Campbell Soup (NYSE:CPB), which makes soup, crackers, juice and little else, isn't having a fraction of the international success that General Mills is enjoying. On its latest 10-Q, Campbell Soup was good enough to break down net sales by segment including "International Simple Meals and Beverages," but unfortunately that segment grew by an underwhelming 1% YOY. I also noticed during its latest call, the CEO Denise Morrison elucidated her company's lackluster performance abroad, and intentions to build partnerships with Mexico. Campbell Soup is a great company, and I'll keep an eye on its efforts to expand into emerging markets. Until some positive figures related to international growth surface, I'll let General Mills feed my portfolio.

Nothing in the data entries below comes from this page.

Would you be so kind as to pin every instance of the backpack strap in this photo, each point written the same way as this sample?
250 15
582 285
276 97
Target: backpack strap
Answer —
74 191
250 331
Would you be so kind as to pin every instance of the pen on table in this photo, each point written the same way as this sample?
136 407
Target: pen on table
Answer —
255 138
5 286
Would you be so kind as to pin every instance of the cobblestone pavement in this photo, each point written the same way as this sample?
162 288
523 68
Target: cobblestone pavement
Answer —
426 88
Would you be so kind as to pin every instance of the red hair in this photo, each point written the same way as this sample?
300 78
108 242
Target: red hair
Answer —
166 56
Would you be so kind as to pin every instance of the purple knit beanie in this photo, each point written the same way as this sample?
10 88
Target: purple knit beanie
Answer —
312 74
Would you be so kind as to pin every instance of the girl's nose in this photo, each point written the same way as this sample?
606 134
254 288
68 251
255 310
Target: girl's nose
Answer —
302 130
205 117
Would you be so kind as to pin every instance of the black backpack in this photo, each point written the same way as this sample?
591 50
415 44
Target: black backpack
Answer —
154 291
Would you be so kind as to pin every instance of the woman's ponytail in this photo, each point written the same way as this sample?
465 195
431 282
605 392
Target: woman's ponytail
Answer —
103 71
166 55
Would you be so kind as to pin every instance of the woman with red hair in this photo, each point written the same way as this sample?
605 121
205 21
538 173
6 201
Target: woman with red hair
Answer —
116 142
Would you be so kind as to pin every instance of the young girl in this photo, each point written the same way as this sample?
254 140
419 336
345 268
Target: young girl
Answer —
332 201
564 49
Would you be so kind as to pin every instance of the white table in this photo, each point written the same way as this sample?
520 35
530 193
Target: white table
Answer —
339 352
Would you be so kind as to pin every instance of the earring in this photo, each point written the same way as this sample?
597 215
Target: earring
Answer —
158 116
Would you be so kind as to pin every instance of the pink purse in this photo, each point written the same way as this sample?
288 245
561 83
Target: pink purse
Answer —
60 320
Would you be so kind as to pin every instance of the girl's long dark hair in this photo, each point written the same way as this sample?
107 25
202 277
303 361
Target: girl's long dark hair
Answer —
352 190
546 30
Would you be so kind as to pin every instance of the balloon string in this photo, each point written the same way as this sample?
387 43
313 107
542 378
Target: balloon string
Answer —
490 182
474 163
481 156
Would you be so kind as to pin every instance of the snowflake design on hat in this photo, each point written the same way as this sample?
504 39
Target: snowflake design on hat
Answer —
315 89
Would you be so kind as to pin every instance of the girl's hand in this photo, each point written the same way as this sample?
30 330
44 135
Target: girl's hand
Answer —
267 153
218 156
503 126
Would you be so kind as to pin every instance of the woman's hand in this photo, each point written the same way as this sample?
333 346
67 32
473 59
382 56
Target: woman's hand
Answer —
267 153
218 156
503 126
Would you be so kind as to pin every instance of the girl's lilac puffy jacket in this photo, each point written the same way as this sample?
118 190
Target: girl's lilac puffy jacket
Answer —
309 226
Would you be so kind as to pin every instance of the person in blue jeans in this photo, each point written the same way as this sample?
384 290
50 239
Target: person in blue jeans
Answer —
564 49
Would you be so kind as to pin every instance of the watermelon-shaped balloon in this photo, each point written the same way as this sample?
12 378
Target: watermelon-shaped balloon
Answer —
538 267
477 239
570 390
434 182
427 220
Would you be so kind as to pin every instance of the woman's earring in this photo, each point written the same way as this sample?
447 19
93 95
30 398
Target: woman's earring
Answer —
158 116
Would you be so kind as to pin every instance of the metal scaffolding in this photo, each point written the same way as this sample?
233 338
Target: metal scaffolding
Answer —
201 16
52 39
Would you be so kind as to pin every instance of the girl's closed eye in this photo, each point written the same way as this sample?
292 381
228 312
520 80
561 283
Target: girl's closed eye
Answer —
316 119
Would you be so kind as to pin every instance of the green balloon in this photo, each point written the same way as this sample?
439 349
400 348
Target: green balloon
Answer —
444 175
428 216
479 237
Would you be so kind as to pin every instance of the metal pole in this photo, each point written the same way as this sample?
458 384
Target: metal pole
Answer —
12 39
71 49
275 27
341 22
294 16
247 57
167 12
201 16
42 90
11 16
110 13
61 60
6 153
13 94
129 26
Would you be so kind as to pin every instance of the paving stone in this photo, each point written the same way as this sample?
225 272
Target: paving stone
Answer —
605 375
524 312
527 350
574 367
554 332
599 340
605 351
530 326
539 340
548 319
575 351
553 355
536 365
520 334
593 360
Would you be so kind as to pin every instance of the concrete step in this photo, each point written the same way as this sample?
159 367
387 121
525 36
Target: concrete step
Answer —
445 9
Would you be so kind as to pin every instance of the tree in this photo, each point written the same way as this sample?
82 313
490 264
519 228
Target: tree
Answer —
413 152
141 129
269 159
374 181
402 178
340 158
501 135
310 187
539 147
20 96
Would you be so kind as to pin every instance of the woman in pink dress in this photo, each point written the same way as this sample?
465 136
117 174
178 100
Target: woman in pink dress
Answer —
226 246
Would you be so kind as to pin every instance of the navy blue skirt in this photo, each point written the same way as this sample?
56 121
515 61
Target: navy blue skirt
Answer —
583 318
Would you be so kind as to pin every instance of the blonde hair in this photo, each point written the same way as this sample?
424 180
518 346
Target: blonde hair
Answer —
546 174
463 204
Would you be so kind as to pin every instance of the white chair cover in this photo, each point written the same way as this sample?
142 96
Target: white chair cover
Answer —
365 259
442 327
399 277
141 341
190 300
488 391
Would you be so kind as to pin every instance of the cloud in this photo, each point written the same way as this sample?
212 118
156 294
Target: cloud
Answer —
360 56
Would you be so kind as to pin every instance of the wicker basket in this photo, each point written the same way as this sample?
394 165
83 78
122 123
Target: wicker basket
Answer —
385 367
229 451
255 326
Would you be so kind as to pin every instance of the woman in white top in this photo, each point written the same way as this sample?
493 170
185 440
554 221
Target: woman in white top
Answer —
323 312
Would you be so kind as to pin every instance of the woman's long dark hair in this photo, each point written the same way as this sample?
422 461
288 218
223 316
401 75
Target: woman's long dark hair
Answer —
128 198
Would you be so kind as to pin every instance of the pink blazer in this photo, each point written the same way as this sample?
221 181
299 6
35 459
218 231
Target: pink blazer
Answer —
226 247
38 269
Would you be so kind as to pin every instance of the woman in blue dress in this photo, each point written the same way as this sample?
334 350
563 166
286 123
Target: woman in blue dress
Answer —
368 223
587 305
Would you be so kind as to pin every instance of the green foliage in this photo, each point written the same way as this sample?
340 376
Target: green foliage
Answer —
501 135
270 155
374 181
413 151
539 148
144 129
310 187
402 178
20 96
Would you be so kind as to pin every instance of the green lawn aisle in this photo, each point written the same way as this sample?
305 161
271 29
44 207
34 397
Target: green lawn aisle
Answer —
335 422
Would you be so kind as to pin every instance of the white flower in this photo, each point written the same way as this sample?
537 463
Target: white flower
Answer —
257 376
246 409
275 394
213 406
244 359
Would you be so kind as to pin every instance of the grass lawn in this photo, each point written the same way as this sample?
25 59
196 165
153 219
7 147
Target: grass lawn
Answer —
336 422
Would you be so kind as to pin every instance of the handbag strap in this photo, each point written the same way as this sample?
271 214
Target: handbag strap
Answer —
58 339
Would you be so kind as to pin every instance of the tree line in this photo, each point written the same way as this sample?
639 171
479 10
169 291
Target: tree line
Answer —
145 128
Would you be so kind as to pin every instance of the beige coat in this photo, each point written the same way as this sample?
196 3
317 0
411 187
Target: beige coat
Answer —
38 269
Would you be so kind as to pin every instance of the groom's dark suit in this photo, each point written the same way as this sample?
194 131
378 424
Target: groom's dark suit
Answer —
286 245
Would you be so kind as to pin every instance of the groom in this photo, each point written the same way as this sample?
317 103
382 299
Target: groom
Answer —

If you're a pessimist looking for a stock capable of surviving an economic meltdown and think my pessimistic scenario isn't conservative enough, consider the following. Between November 2007, and November 2009, General Mills not only managed to avoid a loss, but actually increased EPS by 45% from $1.66 to $2.41. Sure, some of that growth was due to aggressive share repurchases, but at least it had enough cash and income to do so.

About the only thing that could derail the General Mills earnings train to profitsville would be a divorce from Wall-Mart (NYSE:WMT). During fiscal 2012, the retail giant accounted for 22% of General Mills' consolidated net sales. I'm not too worried though. General Mills' essential brands ought to keep the pin in that grenade. Imagine what U.S. consumers would think of Wall-Mart, or any supermarket that didn't carry Cheerios.

In short, the future looks somewhere between good and great. Also, if yesterday's weakness in the consumer non-cyclical sector continues, an excellent entry point for General Mills just might present itself.

Disclosure: I have no positions in any stocks mentioned, but may initiate a long position in GIS over the next 72 hours. I wrote this article myself, and it expresses my own opinions. I am not receiving compensation for it (other than from Seeking Alpha). I have no business relationship with any company whose stock is mentioned in this article.